Wir können zu diesem Ziel der Sehnsucht, das Viktor Frankl nennt, anstatt 'Gott' auch Atman, Großer Geist, Nirwana, All-Einheit, Allah, Urgrund des Seins, Quelle allen Lebens oder andere Begriffe sagen.

Was wir in unserer Zivilisation jedoch meistens stattdessen tun, ist, dass wir diese Sehnsucht auf Ziele innerhalb der Welt projizieren und meinen, sie würden uns dauerhaft glücklich machen.

Insbesondere in Paarbeziehungen verwechseln wir unbewusst Partner oder Partnerin mit dem eigentlichen Ziel, wenn wir von diesen erwarten, dass sie uns glücklich machen und uns bedingungslos lieben sollen.

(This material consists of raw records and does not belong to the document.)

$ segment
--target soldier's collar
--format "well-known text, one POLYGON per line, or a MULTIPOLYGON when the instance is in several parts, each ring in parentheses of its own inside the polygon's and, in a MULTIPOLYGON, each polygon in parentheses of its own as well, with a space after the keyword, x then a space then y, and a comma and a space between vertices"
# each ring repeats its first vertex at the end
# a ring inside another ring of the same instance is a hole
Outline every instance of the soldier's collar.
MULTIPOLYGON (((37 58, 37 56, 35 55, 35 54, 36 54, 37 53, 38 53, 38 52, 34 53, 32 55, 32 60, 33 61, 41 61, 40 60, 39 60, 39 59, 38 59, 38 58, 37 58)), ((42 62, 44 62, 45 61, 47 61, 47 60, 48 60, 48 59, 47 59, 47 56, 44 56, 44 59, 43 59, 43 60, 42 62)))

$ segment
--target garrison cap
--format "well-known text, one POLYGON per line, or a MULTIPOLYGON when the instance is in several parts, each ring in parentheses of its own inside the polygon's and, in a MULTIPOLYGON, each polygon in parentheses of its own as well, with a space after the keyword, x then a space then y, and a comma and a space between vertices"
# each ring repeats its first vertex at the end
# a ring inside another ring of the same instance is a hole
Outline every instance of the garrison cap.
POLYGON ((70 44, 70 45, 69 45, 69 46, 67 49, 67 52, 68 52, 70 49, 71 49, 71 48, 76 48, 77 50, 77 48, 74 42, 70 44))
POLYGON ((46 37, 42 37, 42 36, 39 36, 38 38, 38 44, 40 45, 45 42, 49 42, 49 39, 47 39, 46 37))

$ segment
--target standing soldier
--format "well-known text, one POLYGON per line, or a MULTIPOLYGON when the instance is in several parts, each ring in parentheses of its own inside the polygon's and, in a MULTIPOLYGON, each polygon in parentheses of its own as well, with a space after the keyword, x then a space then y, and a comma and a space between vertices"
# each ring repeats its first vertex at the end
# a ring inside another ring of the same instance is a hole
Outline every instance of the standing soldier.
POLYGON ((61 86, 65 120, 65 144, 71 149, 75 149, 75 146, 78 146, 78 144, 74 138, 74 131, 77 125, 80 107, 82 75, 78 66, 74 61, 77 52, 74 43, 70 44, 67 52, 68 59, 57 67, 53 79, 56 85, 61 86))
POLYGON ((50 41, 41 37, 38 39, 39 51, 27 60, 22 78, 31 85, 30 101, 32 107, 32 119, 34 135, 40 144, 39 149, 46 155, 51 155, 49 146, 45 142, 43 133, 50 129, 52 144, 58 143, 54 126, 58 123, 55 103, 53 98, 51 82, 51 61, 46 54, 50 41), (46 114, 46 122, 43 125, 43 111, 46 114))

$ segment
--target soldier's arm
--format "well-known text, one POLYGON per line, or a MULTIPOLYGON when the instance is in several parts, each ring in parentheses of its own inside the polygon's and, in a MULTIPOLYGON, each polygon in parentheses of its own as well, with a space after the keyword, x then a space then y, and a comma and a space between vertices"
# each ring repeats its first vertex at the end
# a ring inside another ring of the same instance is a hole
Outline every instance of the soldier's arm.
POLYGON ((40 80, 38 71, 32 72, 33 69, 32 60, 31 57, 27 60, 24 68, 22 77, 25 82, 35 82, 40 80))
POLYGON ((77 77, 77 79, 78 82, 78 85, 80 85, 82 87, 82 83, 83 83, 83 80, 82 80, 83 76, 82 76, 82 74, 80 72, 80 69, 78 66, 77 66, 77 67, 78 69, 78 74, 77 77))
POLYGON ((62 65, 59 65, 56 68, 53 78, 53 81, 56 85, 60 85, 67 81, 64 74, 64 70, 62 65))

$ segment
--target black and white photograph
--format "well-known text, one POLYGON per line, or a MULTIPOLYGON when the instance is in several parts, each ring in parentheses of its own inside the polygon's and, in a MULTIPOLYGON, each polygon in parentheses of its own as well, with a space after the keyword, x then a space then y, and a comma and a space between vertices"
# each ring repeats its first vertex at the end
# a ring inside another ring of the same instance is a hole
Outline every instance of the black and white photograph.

Sie alle können diese unbändige Sehnsucht niemals wirklich stillen, da alles in dieser Welt - Dinge und Lebewesen - der Polarität unterliegen, also wechselhaft sind und veränderlich. Und alles ist vergänglich.

 

Was aber sucht diese Sehnsucht in uns tatsächlich? All unser Sehnen ist letztlich ein Streben nach einem ununterbrochenen, ewigen Glücklichsein; nach Sicherheit und Geborgenheit; nach dauerhafter Gesundheit. Und zuallererst erhofft sie sich gleichbleibende, bedingungslose Liebe, die es uns möglich macht, dass wir so sein können, wie wir wirklich sind; dass wir uns diese tiefe und umfassende Liebe nicht erkaufen, erschleichen, erarbeiten müssen. Wir wünschen uns Unsterblichkeit.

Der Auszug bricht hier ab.